Too little, too late
But for families already in crisis, it’s too late to build a stronger safety net. In 1998, James and Toni Hoy of Ingleside, Ill., adopted a two-year-old son named Daniel. He displayed developmental delays, had been abused by his biological parents, and had been born under the influence of drugs and alcohol. As Daniel grew older, he began to display violent and aggressive behavior, which became dangerous enough that Toni Hoy says she didn’t feel safe in her own home.

The Hoys tried several methods of therapy and counseling for Daniel, but nothing seemed to work. The final straw was when Daniel, then 13, pulled a knife on one of the Hoys’ other children and threw another child down some stairs.

In 2007, they approached the Department of Human Services (DHS) and the Department of Healthcare and Family Services (HFS) about paying for $180,000-per-year residential treatment the family could not afford. The state declined to pay.

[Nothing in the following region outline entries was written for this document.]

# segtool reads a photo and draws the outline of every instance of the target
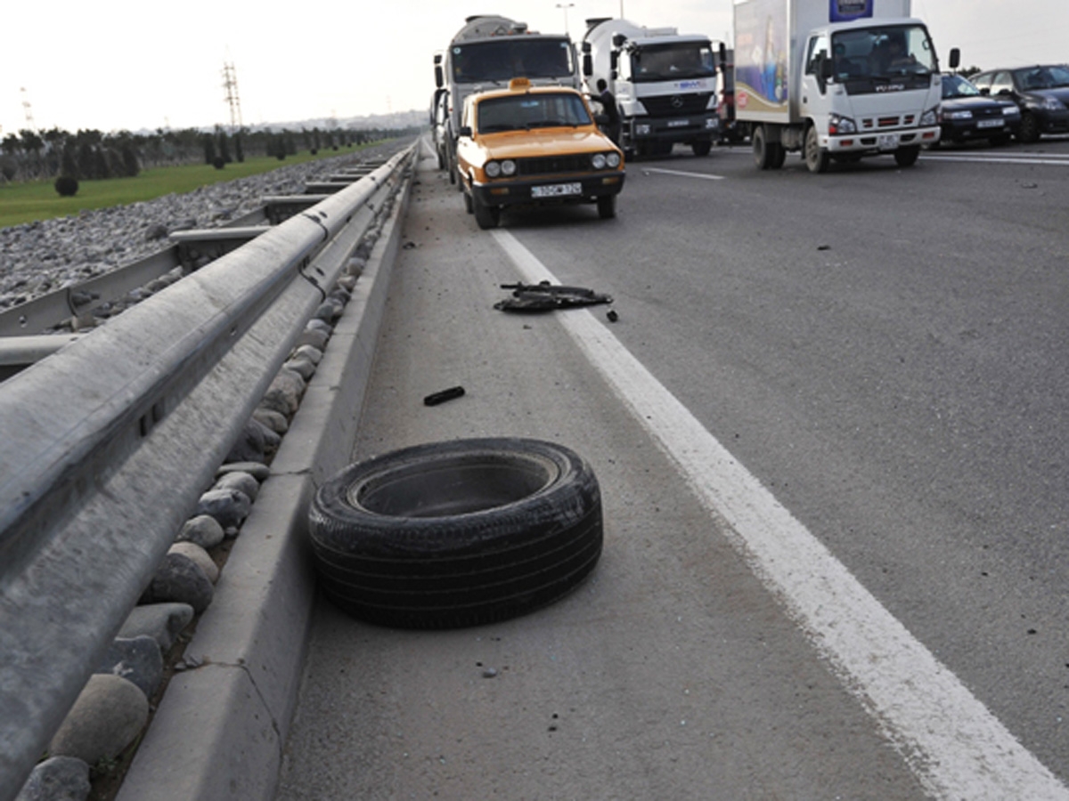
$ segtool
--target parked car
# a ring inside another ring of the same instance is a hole
[[[496,227],[506,206],[594,203],[600,217],[615,217],[624,179],[623,152],[598,129],[586,97],[527,78],[464,100],[456,171],[481,229]]]
[[[960,75],[943,75],[943,103],[939,124],[941,142],[987,139],[1005,144],[1019,136],[1021,110],[1016,103],[989,97]]]
[[[1018,105],[1021,141],[1035,142],[1043,134],[1069,132],[1069,66],[989,69],[973,76],[972,81],[981,93]]]

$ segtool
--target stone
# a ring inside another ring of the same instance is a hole
[[[86,801],[92,789],[87,763],[52,756],[37,763],[15,801]]]
[[[144,603],[135,607],[126,616],[119,637],[133,640],[148,634],[166,653],[171,649],[174,639],[193,619],[193,608],[188,603]]]
[[[89,677],[57,729],[48,753],[87,765],[114,759],[149,722],[149,698],[133,681],[110,674]]]
[[[226,539],[227,533],[219,521],[211,515],[197,515],[191,517],[182,527],[182,531],[174,538],[175,543],[193,543],[201,548],[208,550],[215,548]]]
[[[97,665],[96,673],[122,676],[152,697],[164,680],[164,651],[159,643],[148,634],[115,638]]]

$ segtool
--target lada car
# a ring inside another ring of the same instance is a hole
[[[615,217],[624,179],[623,152],[599,130],[586,98],[526,78],[465,99],[456,168],[481,229],[513,206],[593,203],[602,219]]]

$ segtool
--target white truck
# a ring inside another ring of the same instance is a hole
[[[456,137],[464,98],[477,92],[508,89],[513,78],[532,85],[582,88],[575,47],[563,33],[537,33],[526,22],[496,15],[476,15],[434,56],[434,83],[447,109],[446,169],[456,183]]]
[[[598,97],[604,81],[613,93],[625,153],[666,155],[682,142],[695,155],[709,154],[721,132],[708,36],[595,18],[587,20],[582,50],[586,92]]]
[[[909,167],[939,141],[939,60],[910,0],[737,0],[734,69],[762,170],[794,151],[811,172],[880,154]]]

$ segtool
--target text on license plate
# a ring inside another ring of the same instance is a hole
[[[557,198],[562,194],[583,194],[582,184],[549,184],[532,186],[531,198]]]

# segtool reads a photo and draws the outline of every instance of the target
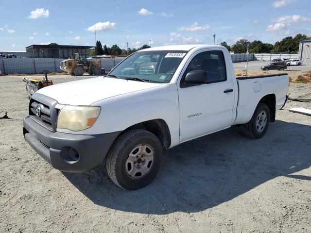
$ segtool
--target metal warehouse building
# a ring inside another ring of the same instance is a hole
[[[311,40],[300,41],[298,57],[304,64],[311,65]]]
[[[34,58],[71,58],[75,52],[89,54],[94,46],[33,45],[26,47],[27,57]]]

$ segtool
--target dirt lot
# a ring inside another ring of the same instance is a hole
[[[0,119],[0,232],[311,231],[311,117],[288,111],[310,102],[288,102],[260,139],[235,127],[167,151],[153,182],[130,192],[104,169],[62,172],[36,154],[22,135],[24,89],[0,77],[0,116],[12,118]],[[289,93],[311,99],[311,85]]]

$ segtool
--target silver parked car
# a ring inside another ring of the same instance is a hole
[[[286,62],[286,66],[300,66],[302,64],[302,61],[298,59],[293,59]]]

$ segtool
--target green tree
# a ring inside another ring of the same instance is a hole
[[[249,44],[249,42],[247,39],[241,39],[232,46],[231,49],[235,53],[245,53]]]
[[[95,50],[96,51],[96,55],[104,54],[104,51],[103,50],[103,47],[102,46],[102,43],[99,40],[98,40],[97,41],[96,41]]]
[[[220,43],[220,45],[225,46],[225,48],[227,48],[227,50],[228,50],[229,51],[231,51],[231,47],[230,46],[228,45],[227,44],[227,42],[226,42],[225,41],[223,41],[222,42],[221,42]]]
[[[106,45],[104,46],[104,54],[105,55],[109,54],[109,51],[108,51],[108,48],[107,48],[107,46]]]
[[[121,55],[122,53],[122,50],[117,45],[113,45],[110,50],[111,55]]]
[[[91,49],[89,50],[89,54],[91,55],[91,56],[96,56],[96,51],[95,50],[95,48]]]

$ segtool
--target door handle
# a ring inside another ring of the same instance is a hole
[[[233,91],[233,89],[228,89],[227,90],[225,90],[224,91],[224,93],[228,93],[229,92],[232,92]]]

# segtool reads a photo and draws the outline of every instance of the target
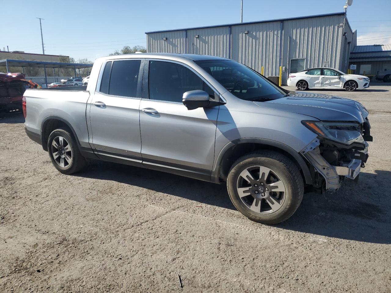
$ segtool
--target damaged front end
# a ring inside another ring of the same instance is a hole
[[[335,191],[345,179],[357,181],[368,159],[371,141],[368,119],[351,122],[303,121],[318,136],[301,151],[310,163],[312,191]]]

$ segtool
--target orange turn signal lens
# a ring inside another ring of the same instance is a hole
[[[311,122],[310,121],[304,121],[304,123],[305,123],[306,125],[308,127],[313,129],[317,133],[318,133],[322,136],[325,135],[325,133],[319,129],[319,127],[318,127],[314,122]]]

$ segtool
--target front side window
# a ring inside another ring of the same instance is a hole
[[[308,70],[305,73],[309,75],[320,75],[320,69],[312,69],[311,70]]]
[[[296,73],[302,71],[305,68],[305,59],[291,59],[291,66],[289,67],[290,73]]]
[[[326,76],[337,76],[339,74],[336,71],[331,69],[323,69],[323,75]]]
[[[264,101],[286,95],[260,74],[239,62],[225,60],[194,62],[239,98]]]
[[[140,60],[120,60],[113,63],[109,86],[109,95],[135,97]]]
[[[183,93],[203,89],[202,80],[188,68],[164,61],[149,61],[149,98],[182,102]]]

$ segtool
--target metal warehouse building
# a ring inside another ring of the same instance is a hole
[[[391,45],[357,46],[350,53],[349,63],[356,66],[356,74],[365,74],[367,76],[373,76],[379,71],[389,70]]]
[[[344,19],[345,20],[344,22]],[[264,75],[330,67],[346,71],[357,35],[344,13],[149,32],[148,52],[209,55],[236,60]]]

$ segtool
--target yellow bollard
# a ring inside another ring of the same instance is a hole
[[[278,81],[278,85],[281,86],[281,77],[282,76],[282,66],[280,66],[280,79]]]

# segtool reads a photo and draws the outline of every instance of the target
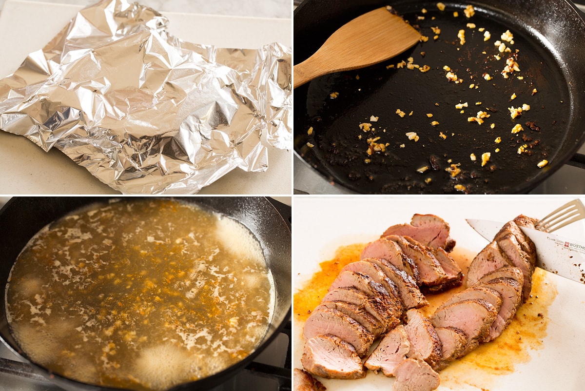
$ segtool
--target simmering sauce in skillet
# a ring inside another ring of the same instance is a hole
[[[251,353],[273,286],[239,222],[176,201],[125,201],[39,232],[12,267],[6,308],[25,354],[51,371],[163,390]]]

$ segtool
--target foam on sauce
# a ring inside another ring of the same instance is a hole
[[[274,287],[230,218],[168,200],[96,206],[43,228],[6,308],[30,359],[84,382],[163,390],[217,373],[266,335]]]
[[[359,260],[360,254],[366,244],[341,246],[336,251],[333,259],[319,264],[321,270],[294,294],[294,313],[297,324],[302,326],[304,323],[326,294],[341,269],[347,263]],[[476,254],[456,247],[450,255],[466,275]],[[464,286],[462,286],[438,294],[427,294],[429,305],[421,310],[429,316],[451,296],[463,289]],[[485,390],[497,380],[494,375],[511,373],[516,365],[529,361],[529,351],[542,347],[548,325],[548,308],[557,293],[555,283],[547,279],[546,272],[537,267],[532,276],[530,299],[520,306],[502,335],[494,341],[481,344],[442,371],[441,385],[453,389],[465,385]]]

Denied funding for treatment they felt Daniel truly needed, the Hoys chose not to pick him up from the psychiatric hospital. Like the Buschs, they faced a charge of neglect for their psychiatric lockout, and their son became a ward of the state, which eventually placed him in a residential treatment facility.

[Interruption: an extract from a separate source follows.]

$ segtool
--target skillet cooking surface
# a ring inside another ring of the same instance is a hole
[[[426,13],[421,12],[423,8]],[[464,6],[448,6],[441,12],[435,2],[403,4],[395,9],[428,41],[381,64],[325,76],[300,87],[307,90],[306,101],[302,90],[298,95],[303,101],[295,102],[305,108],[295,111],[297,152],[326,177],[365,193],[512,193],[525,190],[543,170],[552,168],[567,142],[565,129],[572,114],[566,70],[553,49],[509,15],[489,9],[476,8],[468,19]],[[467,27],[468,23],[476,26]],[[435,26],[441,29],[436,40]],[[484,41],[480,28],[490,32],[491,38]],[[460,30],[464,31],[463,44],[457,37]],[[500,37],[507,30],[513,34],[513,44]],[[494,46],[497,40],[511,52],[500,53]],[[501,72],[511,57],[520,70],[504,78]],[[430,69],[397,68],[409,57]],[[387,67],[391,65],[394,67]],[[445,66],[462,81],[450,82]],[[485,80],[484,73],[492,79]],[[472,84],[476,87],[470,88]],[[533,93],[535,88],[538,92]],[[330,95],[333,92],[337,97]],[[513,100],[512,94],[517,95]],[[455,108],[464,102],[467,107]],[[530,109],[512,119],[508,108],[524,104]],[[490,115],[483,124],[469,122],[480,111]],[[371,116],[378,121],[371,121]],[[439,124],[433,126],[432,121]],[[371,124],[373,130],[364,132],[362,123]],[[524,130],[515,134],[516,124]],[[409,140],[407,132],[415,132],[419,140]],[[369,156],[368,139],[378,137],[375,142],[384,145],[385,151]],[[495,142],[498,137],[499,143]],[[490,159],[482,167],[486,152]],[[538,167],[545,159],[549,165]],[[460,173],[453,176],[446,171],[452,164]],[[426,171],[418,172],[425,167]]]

The Hoys eventually got the neglect charge dropped, but it remained in the State Central Registry of abuse and neglect findings. They sued DHS and HFS to obtain funding for Daniel’s residential care, settling their case in July 2011 with an agreement that the agencies would pay for Daniel’s treatment while not admitting any fault. The Hoys also regained custody of Daniel, who is now 16 and was recently transferred from residential care to a juvenile detention center for assaulting a teacher and damaging a car.

While the Hoy case doesn’t set a precedent for other cases because it was settled before a court ruling, Toni Hoy says she has advised several other families in similar situations, and their case may serve as a catalyst for an upcoming class-action lawsuit.

The Collins Law Firm in Naperville, which represented the Hoys in their case, is examining similar cases to construct a class-action suit that could force changes in how the state handles psychiatric lockouts, custody relinquishment and residential care. Attorney Aaron Rapier at Collins says that suit is still in the planning stages and will not be pursued until later, to avoid jeopardizing the Hoys’ settlement.

In the meantime, John Schornagel at CRSA says the state’s financial woes limit the speed at which agencies can move from reacting to crises toward preventing them.

“State agencies have all been cut back on a variety of services – administration and direct services – and a lot of the nonprofits that do the heavy lifting are in trouble because the state isn’t paying their bills in some instances and they’re cutting back on services they provide to the community,” he says. “It makes being proactive more and more difficult. … I don’t think there’s any bad guys here. The agencies are doing what they can to do a better job with a very, very challenging population. I think they’re beginning to win the war, but there’s always casualties.”